Last Updated: Friday - 09/24/2010
Week of October 29, 2007
God willingly takes on our suffering through his son
A father climbs into oxygen tent to be close to his child
My Glass is Half Full
By MARK PICKUP
I saw a man at a hospital visiting his son of about two years of age who was suffering from some sort of respiratory ailment. The small child sat wheezing inside a plastic tent. The father was so agonized to see his tiny son in distress that he had crawled inside the tent and was cradling the child.
I suspect it was against hospital policy but to me the scene was touching. When I passed the room again, the father was sitting at the bedside, outside the tent, in silent vigil. His child slept with laboured breathing in the mist tent. Had nurses ordered the father out?
The look on the man's face spoke volumes: I'm sure he would have traded places with his son in a heartbeat and taken the child's grief on to himself - if that was possible.
To me the imagery was rather analogous to Christ's response to hurting humanity. We are sick - steeped in sin and cut off from our heavenly Father.
The analogy quickly breaks down because, unlike the father of the small child in the hospital room, it was possible for Christ to suffer in our place to reunite us to the Father. Not only did Christ suffer in our place, he willingly submitted to the most ignominious death on a cross to draw us back to the Father.
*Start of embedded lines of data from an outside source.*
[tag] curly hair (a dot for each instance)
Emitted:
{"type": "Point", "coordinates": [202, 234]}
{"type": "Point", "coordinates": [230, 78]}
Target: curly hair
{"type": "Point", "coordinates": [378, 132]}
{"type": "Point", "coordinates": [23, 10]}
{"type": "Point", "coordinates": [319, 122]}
St. Basil the Great (c. 330-379) said about this: "Nor was he content merely to summon us back from death to life; he also bestowed on us the dignity of his own divine nature and prepared for us a place of eternal rest where there will be joy so intense as to surpass all human imagination."
What wondrous love!
What does Christ ask in return for such a great sacrifice and love? He only asks for our love. That is all the payment he desires.
There is a divine principle of love at play here that cuts close to the heart of God. The Creator of man became one of the created. Christ who was one with God before time took on our nature at a given point in time to become a man in order to change our nature to become more like him in accordance with his image than was endowed upon each of us at our conception. Christ had to be brought low for our sakes that we might be raised up.
Do not be surprised by the apparent contradictions or contrasts. Spiritual truths closest to the heart of God often involve what appears like contradictions to the human mind.
In life there is death; in death we find life. Those who are first here on earth will be last in the kingdom of God. So too, many people who are last now will be first then. In our own strength we find weakness, but in our weakness God becomes strong. Only in utter surrender to Christ can we find true liberation.
There could not have been a Calvary without a Bethlehem. Christ could not have carried his cross without first laying in a manger. We could not have life in him without sharing in his death. The Incarnation was a restorative, redemptive work.
We read in the Scriptures, "The Spirit itself bears witness with our spirit that we are children of God, and if children, then heirs, heirs of God and joint heirs with Christ, if only we suffer with him so that we may also be glorified with him" (Romans 8:16-17).
Just as we are invited to enter into his suffering, he enters our suffering and gives it meaning. This is what the Catechism of the Catholic Church calls "union with the passion of Christ" (no. 1521). It is a gift that the sufferer is allowed to unite his suffering Christ's passion.
Configured to Christ's passion
The Catechism says, "In a certain way he (the sufferer) is consecrated to bear fruit by configuration to the Saviour's redemptive passion." His suffering "acquires a new meaning; it becomes a participation in the saving work of Jesus."
Human suffering can draw us nearer to the Redeemer.
The father I mentioned who climbed into the oxygen tent to comfort his tiny, wheezing son wanted to identify with the child's distress. He undoubtedly began to detect their eternal soul-bond deepening, as his son cried, "Daddy!"
In a much greater way, our heavenly Father can be found in midst of our distress, through Jesus Christ, comforting and identifying with our agonies.
Suffering can take on meaning as our eternal soul-bond with Christ deepens. We, his children, look up and cry, "Abba, Father!"